The big question here is why? Why do you feel like running away? Why do you worry about how things will be handled if you don’t handle them yourself?
Could it be that you don’t feel appreciated?
Many of my friends have expressed to me from time to time, that they’ve felt taken for granted. Their kids have no clue how hard mom and dad work, their employers don’t care if they have a toothache or a broken dishwasher, and their partners expect the refrigerator to be full, the dishwasher empty, and the car maintained.

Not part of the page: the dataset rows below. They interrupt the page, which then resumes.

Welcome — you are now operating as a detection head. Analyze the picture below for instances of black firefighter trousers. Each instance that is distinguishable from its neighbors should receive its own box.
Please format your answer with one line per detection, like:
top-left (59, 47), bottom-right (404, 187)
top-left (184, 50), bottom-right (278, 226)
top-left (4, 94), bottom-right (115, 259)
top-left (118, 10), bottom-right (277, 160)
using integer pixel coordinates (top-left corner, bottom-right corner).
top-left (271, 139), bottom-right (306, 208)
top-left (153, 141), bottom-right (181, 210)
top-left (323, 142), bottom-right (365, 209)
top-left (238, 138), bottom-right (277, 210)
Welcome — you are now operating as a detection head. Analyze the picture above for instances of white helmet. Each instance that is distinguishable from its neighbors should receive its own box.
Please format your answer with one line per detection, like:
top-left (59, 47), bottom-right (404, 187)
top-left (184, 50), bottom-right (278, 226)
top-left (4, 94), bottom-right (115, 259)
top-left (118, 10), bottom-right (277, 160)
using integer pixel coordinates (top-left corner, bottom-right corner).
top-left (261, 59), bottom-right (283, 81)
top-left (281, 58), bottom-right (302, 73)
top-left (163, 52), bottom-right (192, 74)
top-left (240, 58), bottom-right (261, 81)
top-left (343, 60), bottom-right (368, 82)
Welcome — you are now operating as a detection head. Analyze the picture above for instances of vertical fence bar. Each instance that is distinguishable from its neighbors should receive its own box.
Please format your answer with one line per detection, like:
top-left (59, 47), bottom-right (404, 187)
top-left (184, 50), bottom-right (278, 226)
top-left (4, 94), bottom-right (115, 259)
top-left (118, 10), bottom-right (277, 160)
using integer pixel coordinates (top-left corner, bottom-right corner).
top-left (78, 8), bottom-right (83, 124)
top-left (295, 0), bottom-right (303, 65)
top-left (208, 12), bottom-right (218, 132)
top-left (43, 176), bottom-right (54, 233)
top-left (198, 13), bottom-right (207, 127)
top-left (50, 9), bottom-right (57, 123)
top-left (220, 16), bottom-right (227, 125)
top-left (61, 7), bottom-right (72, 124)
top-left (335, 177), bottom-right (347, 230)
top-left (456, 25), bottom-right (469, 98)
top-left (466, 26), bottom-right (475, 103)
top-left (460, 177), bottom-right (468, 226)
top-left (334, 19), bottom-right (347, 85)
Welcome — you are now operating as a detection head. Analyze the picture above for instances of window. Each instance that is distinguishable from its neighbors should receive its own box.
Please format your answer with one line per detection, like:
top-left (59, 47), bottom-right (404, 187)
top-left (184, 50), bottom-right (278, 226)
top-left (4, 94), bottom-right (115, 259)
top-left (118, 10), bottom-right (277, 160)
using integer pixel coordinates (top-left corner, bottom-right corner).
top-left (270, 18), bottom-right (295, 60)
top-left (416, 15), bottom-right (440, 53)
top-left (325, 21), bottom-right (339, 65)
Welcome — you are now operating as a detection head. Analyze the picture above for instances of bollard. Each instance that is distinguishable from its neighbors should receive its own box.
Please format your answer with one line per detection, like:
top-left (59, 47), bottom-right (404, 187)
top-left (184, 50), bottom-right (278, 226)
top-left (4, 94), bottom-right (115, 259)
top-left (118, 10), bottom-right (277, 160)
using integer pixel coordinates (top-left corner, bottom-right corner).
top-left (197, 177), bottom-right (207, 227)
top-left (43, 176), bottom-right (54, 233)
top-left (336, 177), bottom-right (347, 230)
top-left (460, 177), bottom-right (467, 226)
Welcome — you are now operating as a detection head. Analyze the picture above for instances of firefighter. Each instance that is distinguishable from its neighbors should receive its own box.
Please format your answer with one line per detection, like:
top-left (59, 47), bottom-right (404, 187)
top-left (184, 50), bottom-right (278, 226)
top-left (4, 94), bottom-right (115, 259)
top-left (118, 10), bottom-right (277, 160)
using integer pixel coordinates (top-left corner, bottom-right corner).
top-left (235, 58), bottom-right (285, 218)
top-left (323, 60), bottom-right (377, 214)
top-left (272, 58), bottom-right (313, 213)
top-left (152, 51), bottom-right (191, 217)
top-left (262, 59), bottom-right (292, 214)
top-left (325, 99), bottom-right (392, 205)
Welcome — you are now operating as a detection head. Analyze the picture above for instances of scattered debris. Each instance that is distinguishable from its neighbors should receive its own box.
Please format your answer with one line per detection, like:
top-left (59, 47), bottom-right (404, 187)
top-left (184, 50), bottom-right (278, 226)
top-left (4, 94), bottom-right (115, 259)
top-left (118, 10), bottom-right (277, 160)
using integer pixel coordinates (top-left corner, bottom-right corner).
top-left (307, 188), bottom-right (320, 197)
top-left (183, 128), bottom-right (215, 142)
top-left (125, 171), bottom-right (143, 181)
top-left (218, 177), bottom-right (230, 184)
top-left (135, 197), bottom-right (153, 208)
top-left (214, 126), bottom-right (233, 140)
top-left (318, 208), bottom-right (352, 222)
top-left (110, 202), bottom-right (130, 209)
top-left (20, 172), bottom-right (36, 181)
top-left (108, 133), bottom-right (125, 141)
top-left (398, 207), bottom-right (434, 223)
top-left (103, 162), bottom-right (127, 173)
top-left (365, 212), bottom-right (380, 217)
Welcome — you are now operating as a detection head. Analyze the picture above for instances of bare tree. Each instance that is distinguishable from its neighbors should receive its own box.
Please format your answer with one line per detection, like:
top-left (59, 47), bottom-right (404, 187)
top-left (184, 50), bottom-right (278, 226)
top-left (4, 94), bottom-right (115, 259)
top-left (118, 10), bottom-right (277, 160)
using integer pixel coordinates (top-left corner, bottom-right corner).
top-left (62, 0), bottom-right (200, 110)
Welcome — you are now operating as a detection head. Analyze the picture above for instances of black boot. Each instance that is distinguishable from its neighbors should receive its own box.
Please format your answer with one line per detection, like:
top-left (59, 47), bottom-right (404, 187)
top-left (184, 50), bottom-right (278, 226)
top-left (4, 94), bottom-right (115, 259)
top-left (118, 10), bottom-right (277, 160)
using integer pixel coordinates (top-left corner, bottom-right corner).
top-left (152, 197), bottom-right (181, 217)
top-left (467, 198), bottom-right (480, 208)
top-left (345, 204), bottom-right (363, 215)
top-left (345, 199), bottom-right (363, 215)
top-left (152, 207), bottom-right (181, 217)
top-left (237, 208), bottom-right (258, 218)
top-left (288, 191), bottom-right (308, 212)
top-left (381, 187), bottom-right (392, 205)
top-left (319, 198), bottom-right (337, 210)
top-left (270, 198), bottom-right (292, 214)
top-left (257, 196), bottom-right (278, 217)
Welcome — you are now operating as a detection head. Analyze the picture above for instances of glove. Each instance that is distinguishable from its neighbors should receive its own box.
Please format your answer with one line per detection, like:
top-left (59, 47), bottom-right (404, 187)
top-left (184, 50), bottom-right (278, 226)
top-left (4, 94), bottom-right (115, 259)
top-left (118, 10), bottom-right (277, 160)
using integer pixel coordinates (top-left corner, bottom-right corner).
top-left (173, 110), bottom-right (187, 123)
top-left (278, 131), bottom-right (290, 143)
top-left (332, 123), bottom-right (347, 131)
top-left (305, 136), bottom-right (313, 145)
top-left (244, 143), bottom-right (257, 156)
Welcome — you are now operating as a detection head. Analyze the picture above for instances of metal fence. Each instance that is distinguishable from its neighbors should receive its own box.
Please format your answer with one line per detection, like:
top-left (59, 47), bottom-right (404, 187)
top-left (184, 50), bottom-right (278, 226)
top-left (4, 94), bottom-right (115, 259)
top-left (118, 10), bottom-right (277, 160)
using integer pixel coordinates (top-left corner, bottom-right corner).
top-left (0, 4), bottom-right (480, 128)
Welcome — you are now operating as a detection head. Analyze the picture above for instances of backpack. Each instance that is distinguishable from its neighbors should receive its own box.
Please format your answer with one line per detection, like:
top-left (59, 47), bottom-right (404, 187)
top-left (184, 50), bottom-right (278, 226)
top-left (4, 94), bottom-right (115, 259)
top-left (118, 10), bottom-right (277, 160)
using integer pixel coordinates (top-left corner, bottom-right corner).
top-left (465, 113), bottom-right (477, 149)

So, let me ask you this: are you able to ask for help? Although it can be difficult for a variety of reasons, being unable to ask might be a reason why you feel over-burdened and under-appreciated. Carrying that weight all by yourself is stressful. Thinking that you’re the only one who can do it well is generally untrue.
It should come as no surprise that the feeling of being under-valued is a major contributing factor in divorce as well as toward deciding to quit your job. “I feel like I just don’t matter” is a sentence I’ve heard all too often. Perceiving that there’s an imbalance in what you do for others versus what others do for you is usually at the core of these feelings.
When we do something thoroughly, or kindly, or especially helpfully, our reason should be that we’ve chosen to do so, and not because we want recognition or reciprocation. I had that epiphany a few years ago about this. It happened at a local sandwich shop where, whose policy for the cashier to yell out, “Beer Money” when you put money in the tip jar. Once, my tip went unnoticed, and I was disappointed that I didn’t get to hear “Beer Money.” By the time I got into my car, I realized that I needed to adjust my thinking. The tip was for them, and not for me.
If we apply the “Beer Money” principle to our feelings of being unappreciated and wanting to run away, we may be surprised at the shift in our thinking. Try isolating one instance where you felt taken for granted. Maybe it was your idea to surprise your co-worker with pizza in the breakroom to celebrate his birthday, but he didn’t single you out for credit in his appreciation. Did you order the pizza so he would know that the idea came from you? Or did you plan the surprise because it brought you joy?
If you consider your reason for going above and beyond rather than what it will get you in return, you might feel less like running away.